Over the next few years, I learned something about myself as a trainer: I am never comfortable with opening a class. Indeed, I’m usually unsure of what to say first. It seems that over time, I would have developed a customary opening, but I never did. This may be because I like to think that one of the charming aspects of my training sessions are my “off-the-cuff” interactions with participants. A canned opening just never made its way into my bag of training tricks. So despite the fact that by most accounts I am a good trainer, I have never been comfortable breaking the ice.
Fast forward to the summer of 2011 to when I was teaching a graduate class about how to facilitate adult groups. I spent a good bit of time in that course discussing ice breakers and how to open an adult group process or meeting. Yet, I was still uncomfortable doing it myself.
In fact, opening a class proved a stumbling block just three days ago when I was teaching one of my undergraduate classes. I started the class three minutes late because I just wasn’t sure what I wanted to be my first words. Ironically, near the end of the class, I taught them the “two truths, one lie” ice breaker as a tool for getting to know their group members for the class project.
And so it is with my first contribution to ASTD’s Higher Education Blog—breaking the ice is hard.

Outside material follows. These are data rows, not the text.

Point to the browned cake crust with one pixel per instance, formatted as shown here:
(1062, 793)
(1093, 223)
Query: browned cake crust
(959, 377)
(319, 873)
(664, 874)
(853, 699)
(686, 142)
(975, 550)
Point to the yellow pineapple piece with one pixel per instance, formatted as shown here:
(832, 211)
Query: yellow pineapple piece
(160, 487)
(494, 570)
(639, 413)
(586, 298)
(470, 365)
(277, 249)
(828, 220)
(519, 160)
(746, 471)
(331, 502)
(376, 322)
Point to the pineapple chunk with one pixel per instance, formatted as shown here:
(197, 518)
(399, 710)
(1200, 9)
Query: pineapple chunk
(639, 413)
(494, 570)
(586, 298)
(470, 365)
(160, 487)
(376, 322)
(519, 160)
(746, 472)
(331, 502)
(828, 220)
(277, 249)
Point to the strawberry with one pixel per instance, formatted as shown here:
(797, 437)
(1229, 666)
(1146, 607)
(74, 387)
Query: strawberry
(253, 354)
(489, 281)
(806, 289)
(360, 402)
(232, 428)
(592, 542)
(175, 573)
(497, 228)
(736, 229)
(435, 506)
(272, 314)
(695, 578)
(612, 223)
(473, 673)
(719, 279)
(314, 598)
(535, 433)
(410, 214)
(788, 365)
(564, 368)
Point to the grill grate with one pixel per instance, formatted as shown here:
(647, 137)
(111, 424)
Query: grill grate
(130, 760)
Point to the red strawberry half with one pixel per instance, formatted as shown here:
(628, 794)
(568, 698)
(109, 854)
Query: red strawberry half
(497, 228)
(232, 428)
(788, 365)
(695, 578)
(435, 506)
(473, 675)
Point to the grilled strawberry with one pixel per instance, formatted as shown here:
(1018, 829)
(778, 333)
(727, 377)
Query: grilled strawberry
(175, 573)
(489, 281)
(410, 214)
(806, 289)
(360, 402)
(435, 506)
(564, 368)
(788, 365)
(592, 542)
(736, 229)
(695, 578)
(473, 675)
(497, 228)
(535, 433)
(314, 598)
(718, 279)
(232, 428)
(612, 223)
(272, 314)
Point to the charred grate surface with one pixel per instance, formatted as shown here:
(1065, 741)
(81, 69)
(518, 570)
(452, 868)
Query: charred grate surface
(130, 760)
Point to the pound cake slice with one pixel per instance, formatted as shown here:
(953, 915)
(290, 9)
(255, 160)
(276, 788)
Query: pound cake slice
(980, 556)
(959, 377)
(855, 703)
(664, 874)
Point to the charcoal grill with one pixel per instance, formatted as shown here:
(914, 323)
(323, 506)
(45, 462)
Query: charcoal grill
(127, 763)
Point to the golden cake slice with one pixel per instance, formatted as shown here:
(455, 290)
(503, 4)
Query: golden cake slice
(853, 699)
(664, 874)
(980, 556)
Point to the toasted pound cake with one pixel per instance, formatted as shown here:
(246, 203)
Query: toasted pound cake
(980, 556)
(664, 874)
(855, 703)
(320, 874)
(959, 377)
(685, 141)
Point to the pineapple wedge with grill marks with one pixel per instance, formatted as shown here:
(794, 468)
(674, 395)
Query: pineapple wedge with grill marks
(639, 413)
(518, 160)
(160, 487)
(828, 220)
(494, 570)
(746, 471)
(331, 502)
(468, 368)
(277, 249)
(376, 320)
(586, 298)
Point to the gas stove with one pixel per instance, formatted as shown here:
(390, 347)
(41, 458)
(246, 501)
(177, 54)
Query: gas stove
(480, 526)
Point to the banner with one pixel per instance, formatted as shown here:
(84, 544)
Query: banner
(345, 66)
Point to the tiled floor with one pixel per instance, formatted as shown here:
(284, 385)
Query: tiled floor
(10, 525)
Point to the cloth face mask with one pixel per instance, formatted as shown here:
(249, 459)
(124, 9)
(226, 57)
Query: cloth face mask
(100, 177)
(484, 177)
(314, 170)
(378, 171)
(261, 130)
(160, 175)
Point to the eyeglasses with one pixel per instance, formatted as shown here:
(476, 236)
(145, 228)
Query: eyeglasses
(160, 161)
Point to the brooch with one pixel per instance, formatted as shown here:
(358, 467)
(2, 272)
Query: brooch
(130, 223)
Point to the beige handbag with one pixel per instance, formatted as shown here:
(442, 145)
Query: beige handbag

This is my first blog post and I am not sure what to write. Essentially, how should I break the ice with readers? I finally decided to do just as I do with my classes: just jump in and hope that I don’t embarrass myself with the first tentative thoughts that leave my lips (or fingers, as is the case in typing this post).
These days, my class openings typically run along the lives of, “So, how was your weekend?” or “How is everyone tonight?” My students rarely answer me after I utter my first words. However, by the time I ask them again in a louder (more assertive) voice, with a big smile on my face, the ice has not only been broken, but I’m ready to string together coherent sentences on my quest to make them love HRD as much as I do.
“So, blog readers, how is everyone doing today?” :) (Consider the ice broken.)